Saudi Aramco is working on slashing the production cost of tight formations to around USD 2 to USD 3 per thousand cubic feet in the next couple of years, according Adnan Kanaan, manager of the Gas Reservoir Management Department (GRMD) at Saudi Aramco.
Kanaan said that his company expects to reach its target that may lead to a break-even cost that would equal the best unconventional plays in the US. “We are seeing good signs from the sandstones and good costs in our drilling and completions,” Kanaan said during the 21st World Petroleum Congress held recently in Moscow.
The company has conducted work on tight sands reservoirs where permeability and porosity is greater than that of shale formations but below that of conventional oil and gas bearing sands. “We do have shale, but shale will take a little bit more time because we need to go with the low-risk, high-reward projects to get our revenue,” Kanaan said. “But definitely shale is part of our focus area, and it is part of the exploration and appraisal.”
In recent years, Saudi Aramco has made significant progress with its unconventional resources, where it started making allocations for industrial projects in Saudi Arabia, the company said in its 2013 annual review.
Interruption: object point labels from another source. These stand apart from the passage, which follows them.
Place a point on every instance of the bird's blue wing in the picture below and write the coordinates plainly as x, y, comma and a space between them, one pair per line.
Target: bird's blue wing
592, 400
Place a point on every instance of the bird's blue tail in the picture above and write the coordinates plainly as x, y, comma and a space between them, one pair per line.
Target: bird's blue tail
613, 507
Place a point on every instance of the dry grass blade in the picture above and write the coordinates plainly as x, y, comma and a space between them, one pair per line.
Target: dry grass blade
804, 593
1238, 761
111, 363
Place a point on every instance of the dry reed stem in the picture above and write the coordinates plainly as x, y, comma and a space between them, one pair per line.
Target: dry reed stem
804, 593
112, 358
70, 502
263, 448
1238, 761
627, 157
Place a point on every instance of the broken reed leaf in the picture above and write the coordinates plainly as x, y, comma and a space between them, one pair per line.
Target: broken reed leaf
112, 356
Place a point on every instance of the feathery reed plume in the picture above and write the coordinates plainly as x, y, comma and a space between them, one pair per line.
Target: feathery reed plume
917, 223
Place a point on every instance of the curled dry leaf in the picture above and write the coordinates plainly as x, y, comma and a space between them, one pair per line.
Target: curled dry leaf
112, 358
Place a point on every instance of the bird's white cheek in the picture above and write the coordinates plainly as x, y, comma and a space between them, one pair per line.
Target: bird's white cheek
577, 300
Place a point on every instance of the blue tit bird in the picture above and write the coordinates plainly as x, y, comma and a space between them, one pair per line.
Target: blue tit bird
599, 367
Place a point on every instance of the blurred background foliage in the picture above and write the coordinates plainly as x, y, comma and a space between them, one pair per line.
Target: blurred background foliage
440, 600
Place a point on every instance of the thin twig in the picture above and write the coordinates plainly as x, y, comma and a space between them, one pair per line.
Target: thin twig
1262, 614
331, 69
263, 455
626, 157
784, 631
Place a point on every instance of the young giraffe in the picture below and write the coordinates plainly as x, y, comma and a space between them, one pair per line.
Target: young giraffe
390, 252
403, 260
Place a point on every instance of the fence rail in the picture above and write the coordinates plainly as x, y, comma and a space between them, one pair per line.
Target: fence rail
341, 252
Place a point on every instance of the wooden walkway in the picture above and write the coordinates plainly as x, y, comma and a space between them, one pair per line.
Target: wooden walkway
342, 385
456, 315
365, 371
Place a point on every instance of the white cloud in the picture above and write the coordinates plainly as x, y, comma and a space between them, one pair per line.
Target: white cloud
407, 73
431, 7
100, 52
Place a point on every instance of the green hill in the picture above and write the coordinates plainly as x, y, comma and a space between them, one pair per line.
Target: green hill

The company said its unconventional gas program became fully operational in 2013, only two years after launching its own unconventional gas program in the frontier Northern Region, offering new resources for the country’s energy needs. The company said that it is ready to commit shale gas for the development of a 1,000-megawatt power plant that will feed a massive phosphate mining and manufacturing sector. “Saudi Arabia will be among the first countries outside North America to use shale gas for domestic power generation,” the company said.
It has also made significant progress in developing hydraulic fracturing technologies as part of its efforts to push for new and better ways to conduct fracturing operations with the least environmental impact possible.